The sciatic nerve is the largest nerve in the body. It has its roots in the bottom of the back, and runs downward into the thigh. Sciatic nerve pain can therefore manifest as pain in the lower back, buttocks, hips, thighs, or knees. Sciatic nerve pain, also known as Sciatica, can often be confused with other forms of pain, especially back pain. If the pain is related to the sciatic nerve, it will most likely be strongest in the lower back, and spread downwards, possibly as far as the feet. This pain is often associated with a numb or tingling feeling, and usually affects one side more than the other.
Sciatic nerve pain is usually caused by pressure being put on the sciatic nerve itself. There are a number of things that can cause extra pressure on the nerve, such as a herniated disc, infection, injury, swelling of another body part, or a curved spine. It becomes more common as we reach middle age, but also affects pregnant women as the womb pushes up against the nerve.

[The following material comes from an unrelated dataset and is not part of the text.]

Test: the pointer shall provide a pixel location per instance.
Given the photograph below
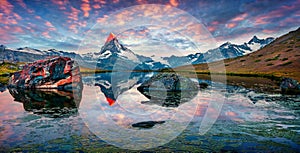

In most cases, sciatica can be diagnosed with a physical examination. MRIs may sometimes be used to find the exact cause of the pain. In many cases, the problem will go away with time, and so treatment will focus on alleviating symptoms.
Physiotherapy can help ease sciatic nerve pain by exercising and relaxing your muscles. As with any medical condition, there will be variations for every case, but working with a physiotherapist can help you understand the causes of your pain better and help design a regimen that will help reduce the pain and deal with the problem over time. Many of these exercises, such as stretches, can be done at home, but it is important to meet with your physiotherapist to ensure that you are doing the correct exercises, and doing them properly. Improper exercising could exacerbate the issue. Your physiotherapist may also suggest certain postures, such as sleeping or sitting postures, or postures for carrying out tasks such as lifting. These can help not only to address the current problem, but also to prevent it from recurring in the future.
There are a number of things that you can and should do at home to help ease the discomfort. First and foremost is to avoid sitting for extended periods of time. In some cases, you may actually need to avoid standing more than sitting, but unless told otherwise by your physiotherapist, avoid sitting for too long and opt for lying down where possible.
Wallets, phones, or other similar objects should be kept in your front pockets, not your back pockets. Sitting on lumpy surfaces will put extra pressure on the nerve and make the situation worse.
Taking short walks and gradually increasing your walking distance will also help to relieve pain and restore normal movement.
Many people find that using heat or cold packs can help ease the pain significantly. Using either heat packs or cold packs, or a mix of the two, several times a day can help relieve pain and increase movement both immediately and over time.